Since you guys are reading VICE, I know music is very important to you. Live Music especially. You'll be happy to know then that Hamburg has some Live Music. In fact, the main reason I was there was because of the Reeperbahn Festival, which is like a regular music festival, only A) in Germany and B) in the city center. Which removes the two worst things from the European festival equation—British people and camping.

Apparently the Beatles went to Hamburg a lot. One of them even died there (a fact which people seemed oddly proud of). One of the TWO Beatles-related activities we did while there was a Beatles walking tour where the Ellen Page-y looking woman in the picture above took us to all of the Hamburg Beatles hotspots and sang Beatles covers on a ukulele while looking directly into our eyes. It was pretty brutal TBH. But if you like the Beatles enough to go on a Beatles walking tour, I'm sure you're also the kind of person who can make eye contact with a woman ukelele-ing "Help!" without laughing in her face. So go for it.

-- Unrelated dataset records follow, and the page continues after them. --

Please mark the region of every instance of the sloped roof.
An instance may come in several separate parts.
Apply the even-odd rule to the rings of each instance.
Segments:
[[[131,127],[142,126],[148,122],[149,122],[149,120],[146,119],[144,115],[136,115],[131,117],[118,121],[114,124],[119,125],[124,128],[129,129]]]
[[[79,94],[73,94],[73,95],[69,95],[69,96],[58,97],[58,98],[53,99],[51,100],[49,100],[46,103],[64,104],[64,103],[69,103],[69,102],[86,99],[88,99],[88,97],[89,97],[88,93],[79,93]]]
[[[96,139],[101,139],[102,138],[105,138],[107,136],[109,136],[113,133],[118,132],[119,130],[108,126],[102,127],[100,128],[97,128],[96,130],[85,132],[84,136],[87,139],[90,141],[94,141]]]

There was also some great black music around. If you're into that. WHAT TO DO

All of the stuff we did while there was organized by the Hamburg tourist board, and seemed to mostly be stuff that you wouldn't get to do as a run-of-the-mill tourist like yourself. This picture was taken at the top of a really tall building that was still under construction that we got a tour of. "Come to Hamburg, see our exclusive building sites, enjoy our yellow Wellington boots in the blazing sunshine!"


Oh, one thing I did that you can do is go see the local football team, St. Pauli, who CNN called "soccer's coolest club." It was pretty cool.

It was cool enough for the St Pauli fans to throw around some traditional, chilled out, hand gestures.

Here's an interesting fact: Approximately 800 percent of buildings in Germany are squats. But if you see one, don't try to take a picture of it. I got yelled at three seperate times by people for taking photos of their squat. I guess they must really really believe in private property.


I stayed at a place called Motel One. It was alright. Just a fairly standard chain hotel type thing. When I went into my room, the TV automatically started displaying a fish tank and playing chill-out music. That was pretty funny. WHAT TO EAT

Again, this was all sorted out by the PR people, so I'm not 100 percent sure where to recommend. They all kind of blurred into one. So, unfortunately, I'm unable to tell you which restaurant gave me this fortune cookie.

Again, I don't remember the name of the place I took this photo, but as you can see, both HIM and Leningrad Cowboys have eaten there. So it's definitely worth the trip.

To summarize: Visit Hamburg! It's a city of rich cultural herritage and its beers have pictures of strippers on them.